I am pretty sure I stored enough food away on Thanksgiving to hold me over until spring. Ok not really. But I did get pretty full. This year was my second paleo-Thanksgiving, and it was even better than last year. I was a little more than excited when my stuffing, which is actually dressing, tasted just like my mom’s original recipe! It was completely worth the extra steps to make it gluten-free and unprocessed.
I hope everyone had a very fun and thankful Thanksgiving. I spent Thanksgiving at my family’s farm in Kansas. There was an abundance of family, food and pheasants. Pretty much everyone in my family hunts. After the morning hunt, all the guys are starving for a hearty meal! This stew is plenty filling to send them back out for round two.

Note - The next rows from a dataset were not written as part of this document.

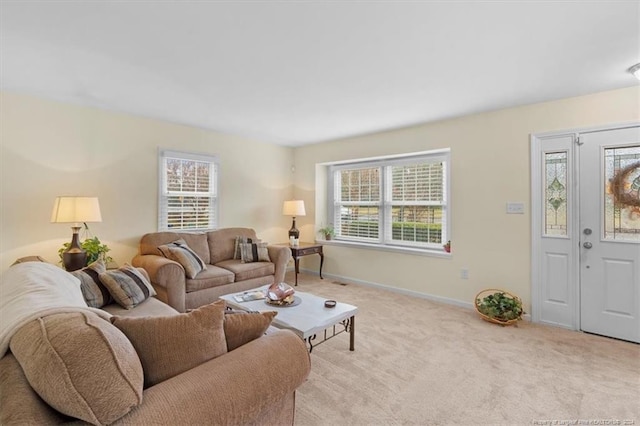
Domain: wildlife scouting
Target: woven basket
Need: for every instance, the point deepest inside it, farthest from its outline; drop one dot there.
(487, 292)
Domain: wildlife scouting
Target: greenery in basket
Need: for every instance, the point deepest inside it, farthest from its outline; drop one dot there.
(94, 248)
(500, 306)
(328, 232)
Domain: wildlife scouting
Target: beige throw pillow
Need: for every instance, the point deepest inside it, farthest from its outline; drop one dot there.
(242, 327)
(80, 365)
(170, 345)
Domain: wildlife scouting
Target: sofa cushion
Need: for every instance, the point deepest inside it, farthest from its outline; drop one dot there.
(213, 276)
(95, 293)
(222, 242)
(237, 253)
(254, 252)
(180, 251)
(80, 365)
(242, 327)
(170, 345)
(247, 271)
(128, 286)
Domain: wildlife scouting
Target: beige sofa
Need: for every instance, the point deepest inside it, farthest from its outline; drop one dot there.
(223, 273)
(253, 383)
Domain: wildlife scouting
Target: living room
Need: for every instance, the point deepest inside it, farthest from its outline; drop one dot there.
(52, 147)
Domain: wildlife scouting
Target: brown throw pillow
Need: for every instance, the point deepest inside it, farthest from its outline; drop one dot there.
(182, 253)
(254, 252)
(242, 327)
(128, 286)
(80, 365)
(170, 345)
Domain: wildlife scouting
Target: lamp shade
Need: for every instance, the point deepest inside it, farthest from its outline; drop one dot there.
(76, 210)
(293, 208)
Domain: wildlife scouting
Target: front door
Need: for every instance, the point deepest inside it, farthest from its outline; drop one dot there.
(609, 232)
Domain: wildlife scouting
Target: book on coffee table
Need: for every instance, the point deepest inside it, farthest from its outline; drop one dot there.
(248, 296)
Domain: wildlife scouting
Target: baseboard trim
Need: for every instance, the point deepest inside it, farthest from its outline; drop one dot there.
(427, 296)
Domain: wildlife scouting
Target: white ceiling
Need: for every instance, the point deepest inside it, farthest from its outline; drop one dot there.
(297, 72)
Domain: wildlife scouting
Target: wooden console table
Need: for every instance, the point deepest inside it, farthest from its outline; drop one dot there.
(305, 249)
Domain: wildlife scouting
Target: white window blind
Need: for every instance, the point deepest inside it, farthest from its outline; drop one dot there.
(188, 191)
(396, 201)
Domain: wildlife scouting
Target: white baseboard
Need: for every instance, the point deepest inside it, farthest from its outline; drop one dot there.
(427, 296)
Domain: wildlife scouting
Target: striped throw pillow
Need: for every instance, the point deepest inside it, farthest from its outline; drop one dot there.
(94, 292)
(128, 286)
(254, 252)
(184, 255)
(237, 253)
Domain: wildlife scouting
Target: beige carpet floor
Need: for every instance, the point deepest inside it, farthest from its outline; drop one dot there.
(419, 362)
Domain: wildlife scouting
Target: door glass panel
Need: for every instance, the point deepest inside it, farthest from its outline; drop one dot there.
(622, 193)
(555, 164)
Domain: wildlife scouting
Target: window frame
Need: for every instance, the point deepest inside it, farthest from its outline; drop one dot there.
(164, 194)
(386, 203)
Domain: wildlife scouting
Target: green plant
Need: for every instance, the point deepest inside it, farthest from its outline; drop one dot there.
(500, 306)
(94, 248)
(327, 231)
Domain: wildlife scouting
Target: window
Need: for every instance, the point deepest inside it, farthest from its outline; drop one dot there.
(188, 191)
(399, 201)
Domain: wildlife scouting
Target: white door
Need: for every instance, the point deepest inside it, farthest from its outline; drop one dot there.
(609, 232)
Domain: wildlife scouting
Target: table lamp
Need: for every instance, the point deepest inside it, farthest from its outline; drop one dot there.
(293, 208)
(76, 210)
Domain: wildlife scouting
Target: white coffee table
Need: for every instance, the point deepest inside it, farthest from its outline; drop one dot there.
(309, 319)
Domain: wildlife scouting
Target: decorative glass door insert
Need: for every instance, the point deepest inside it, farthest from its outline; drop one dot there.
(622, 193)
(555, 167)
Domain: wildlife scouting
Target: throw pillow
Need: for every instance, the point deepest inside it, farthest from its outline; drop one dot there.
(128, 286)
(80, 365)
(254, 252)
(242, 327)
(95, 293)
(181, 253)
(237, 253)
(170, 345)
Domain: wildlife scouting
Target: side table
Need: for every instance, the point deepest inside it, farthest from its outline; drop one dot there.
(304, 249)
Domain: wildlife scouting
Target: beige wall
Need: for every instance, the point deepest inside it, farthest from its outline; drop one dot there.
(490, 164)
(49, 149)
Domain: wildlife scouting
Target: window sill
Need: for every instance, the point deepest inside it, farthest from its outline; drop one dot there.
(392, 249)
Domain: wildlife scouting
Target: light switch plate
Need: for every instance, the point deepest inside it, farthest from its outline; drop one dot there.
(515, 207)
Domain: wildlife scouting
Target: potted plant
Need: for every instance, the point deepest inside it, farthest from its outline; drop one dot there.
(94, 248)
(499, 306)
(328, 232)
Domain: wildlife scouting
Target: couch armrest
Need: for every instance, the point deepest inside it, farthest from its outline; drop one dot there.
(167, 277)
(280, 256)
(235, 388)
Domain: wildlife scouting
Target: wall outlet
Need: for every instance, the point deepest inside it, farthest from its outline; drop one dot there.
(515, 208)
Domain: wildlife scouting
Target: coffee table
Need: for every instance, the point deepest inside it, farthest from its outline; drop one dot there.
(309, 319)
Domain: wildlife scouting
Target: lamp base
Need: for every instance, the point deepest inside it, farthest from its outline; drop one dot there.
(74, 257)
(294, 232)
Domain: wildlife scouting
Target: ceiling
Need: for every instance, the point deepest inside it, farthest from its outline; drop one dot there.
(298, 72)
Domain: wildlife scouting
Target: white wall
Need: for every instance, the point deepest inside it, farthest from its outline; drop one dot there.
(49, 149)
(490, 163)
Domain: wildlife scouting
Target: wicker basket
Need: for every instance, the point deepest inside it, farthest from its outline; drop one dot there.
(487, 292)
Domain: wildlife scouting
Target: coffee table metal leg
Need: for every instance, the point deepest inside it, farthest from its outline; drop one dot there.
(352, 333)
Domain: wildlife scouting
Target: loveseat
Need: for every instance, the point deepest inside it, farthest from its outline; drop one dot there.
(65, 362)
(225, 271)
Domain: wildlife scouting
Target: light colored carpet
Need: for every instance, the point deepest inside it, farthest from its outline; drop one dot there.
(424, 363)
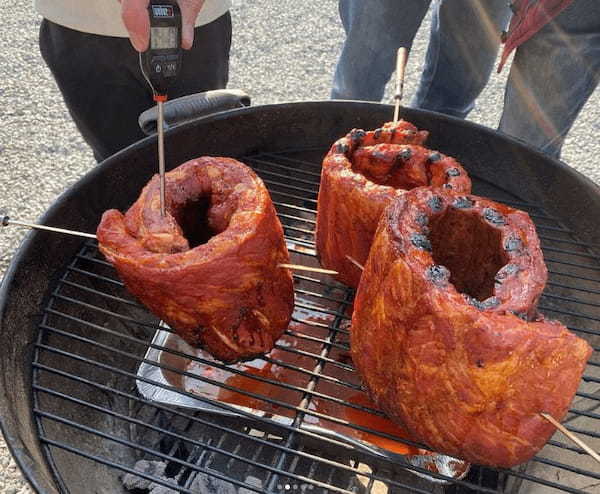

3 extra-large chicken breasts
2 tbls ghee, divided
salt and pepper
3 cups butternut squash (1 lb flesh), small cubed
1 small onion, diced
5 cups baby bellas, thick sliced
9 cups chicken broth
1 can coconut milk
1 tbls fresh thyme
1 tsp garlic powder
1/2 tsp sea salt
1/2 tsp pepper
In an extra large soup pot over medium heat, melt 1 tablespoon ghee. Add in chicken breasts and cook for 5-8 minutes. Flip and cook for another 5-8 minutes until chicken is golden brown. Remove from pan onto a large plate. In same pot, toss in butternut squash and coat with chicken drippings. Cook for 15 minutes stirring occasionally until squash is softened and slightly brown. While squash is cooking, cut your chicken into large but bite-sized pieces. When squash is done, remove onto the chicken plate. Place remaining tablespoon of ghee into the pot, and toss in onions. Cook until translucent then throw in the mushrooms. Cook for 10 minutes stirring occasionally. Dump chicken and squash back into the pot and pour in chicken broth. Sprinkle with salt, pepper, thyme and garlic. Bring to a boil. Since there is so much liquid, don’t worry if this takes some time! Then reduce to a slow simmer and pour in coconut milk. Stir to combine and cook for 45 minutes, stirring occasionally. Serves 8-10.